CÁPSULAS MUNDIALISTAS
El balón pica sobre la línea tras el disparo de Geoff Hurst en la prórroga de la final de 1966; la polémica jugada que decretó el famoso "gol fantasma" y el único título inglés
Por Germán D' Jesús Cerrada
La cuna del fútbol recibió por primera y única vez la Copa del Mundo en 1966. Los ingleses organizaron un torneo impecable en lo logístico, pero que estuvo rodeado de un ambiente de tremenda polémica arbitral y misterios policiales fuera de la cancha.
Al final, los creadores del fútbol lograron levantar su ansiada copa, pero no sin antes protagonizar el desenlace más discutido de la historia de los mundiales.
Meses antes de inaugurar el torneo, la Copa Jules Rimet fue exhibida en una iglesia de Londres y, para vergüenza de Scotland Yard, fue robada. La policía inglesa no encontraba pistas, hasta que un perro de raza collie llamado Pickles, mientras paseaba con su dueño por un jardín del sur de Londres, olfateó un paquete envuelto en periódico debajo de un arbusto. Era el trofeo original. Pickles se convirtió en una celebridad y fue invitado de honor al banquete de celebración del título de Inglaterra.
La expulsión que inventó las tarjetas: En los cuartos de final entre Inglaterra y Argentina, el capitán argentino Antonio Rattín fue expulsado por el árbitro alemán Rudolf Kreitlein. Como no hablaban el mismo idioma, Rattín no entendía por qué lo echaban y se negó a salir de la cancha durante varios minutos, llegando a sentarse en la alfombra roja exclusiva de la Reina Isabel II.
Este caos lingüístico inspiró al árbitro inglés Ken Aston a inventar el sistema de tarjetas amarillas y rojas (basándose en los semáforos) para el siguiente Mundial.
La gran final entre Inglaterra y Alemania Occidental llegó a la prórroga empatada 2-2. En el minuto 101, el inglés Geoff Hurst sacó un potente disparo; el balón pegó en el travesaño, picó sobre la línea de gol (o fuera de ella) y salió.
Ante la duda del árbitro principal, el juez de línea soviético Tofiq Bahramov validó el gol.
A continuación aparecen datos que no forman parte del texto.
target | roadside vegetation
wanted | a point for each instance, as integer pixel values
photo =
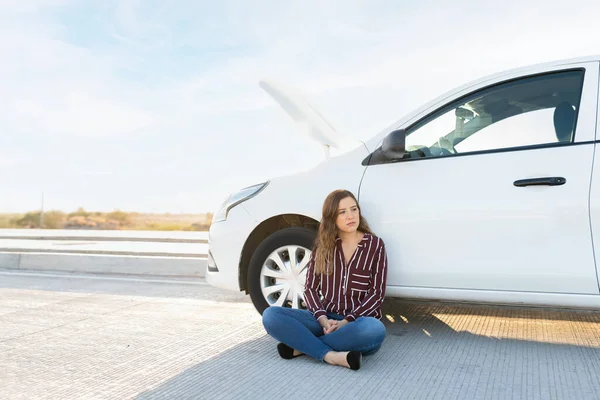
(115, 220)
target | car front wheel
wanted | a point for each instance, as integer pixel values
(277, 270)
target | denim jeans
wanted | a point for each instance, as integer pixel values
(301, 331)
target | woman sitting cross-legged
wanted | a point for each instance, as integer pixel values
(345, 286)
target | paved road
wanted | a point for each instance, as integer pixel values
(101, 337)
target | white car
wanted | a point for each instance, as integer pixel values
(490, 193)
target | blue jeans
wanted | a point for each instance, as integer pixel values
(301, 331)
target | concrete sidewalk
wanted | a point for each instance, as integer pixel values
(100, 337)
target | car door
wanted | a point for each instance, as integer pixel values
(492, 193)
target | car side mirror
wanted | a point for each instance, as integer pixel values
(394, 144)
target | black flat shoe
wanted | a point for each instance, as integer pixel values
(354, 359)
(286, 351)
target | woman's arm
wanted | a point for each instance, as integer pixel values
(311, 290)
(376, 292)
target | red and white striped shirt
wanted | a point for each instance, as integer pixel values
(352, 290)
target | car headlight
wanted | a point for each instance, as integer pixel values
(236, 198)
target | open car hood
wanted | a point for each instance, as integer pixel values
(311, 121)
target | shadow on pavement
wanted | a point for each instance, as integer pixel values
(431, 351)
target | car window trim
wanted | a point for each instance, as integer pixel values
(367, 160)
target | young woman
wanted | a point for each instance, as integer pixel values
(345, 286)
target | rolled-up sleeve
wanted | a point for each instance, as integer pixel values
(376, 293)
(312, 288)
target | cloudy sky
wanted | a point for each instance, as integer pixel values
(155, 106)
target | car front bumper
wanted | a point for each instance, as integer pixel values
(226, 241)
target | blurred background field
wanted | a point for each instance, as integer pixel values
(115, 220)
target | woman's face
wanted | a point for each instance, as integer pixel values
(348, 216)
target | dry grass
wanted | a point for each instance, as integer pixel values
(82, 219)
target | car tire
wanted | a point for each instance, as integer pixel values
(295, 236)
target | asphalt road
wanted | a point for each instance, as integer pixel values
(65, 336)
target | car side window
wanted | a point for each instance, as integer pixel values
(530, 111)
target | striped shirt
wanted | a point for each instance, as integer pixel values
(352, 290)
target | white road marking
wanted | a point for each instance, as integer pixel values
(200, 281)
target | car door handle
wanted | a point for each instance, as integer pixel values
(550, 181)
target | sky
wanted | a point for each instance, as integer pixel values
(155, 106)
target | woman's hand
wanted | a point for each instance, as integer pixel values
(334, 325)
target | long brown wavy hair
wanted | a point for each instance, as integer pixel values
(325, 241)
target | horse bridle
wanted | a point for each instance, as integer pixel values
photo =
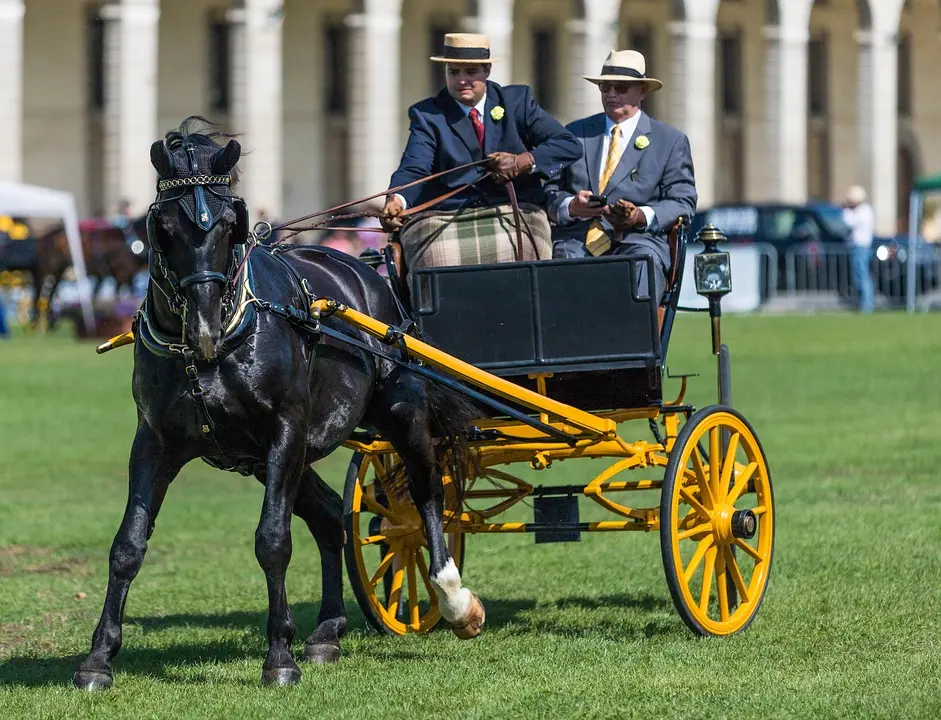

Hasta el día de hoy, los análisis modernos de video demuestran que la pelota nunca entró por completo, pero ese gol abrió el camino para el 4-2 definitivo que coronó a Inglaterra.
El Dato Curioso: Este torneo nos regaló a la primera mascota oficial de la historia de los Mundiales: Willie, un simpático león que vestía la camiseta con la bandera del Reino Unido, marcando el inicio de una de las estrategias de mercadeo más lucrativas del fútbol moderno.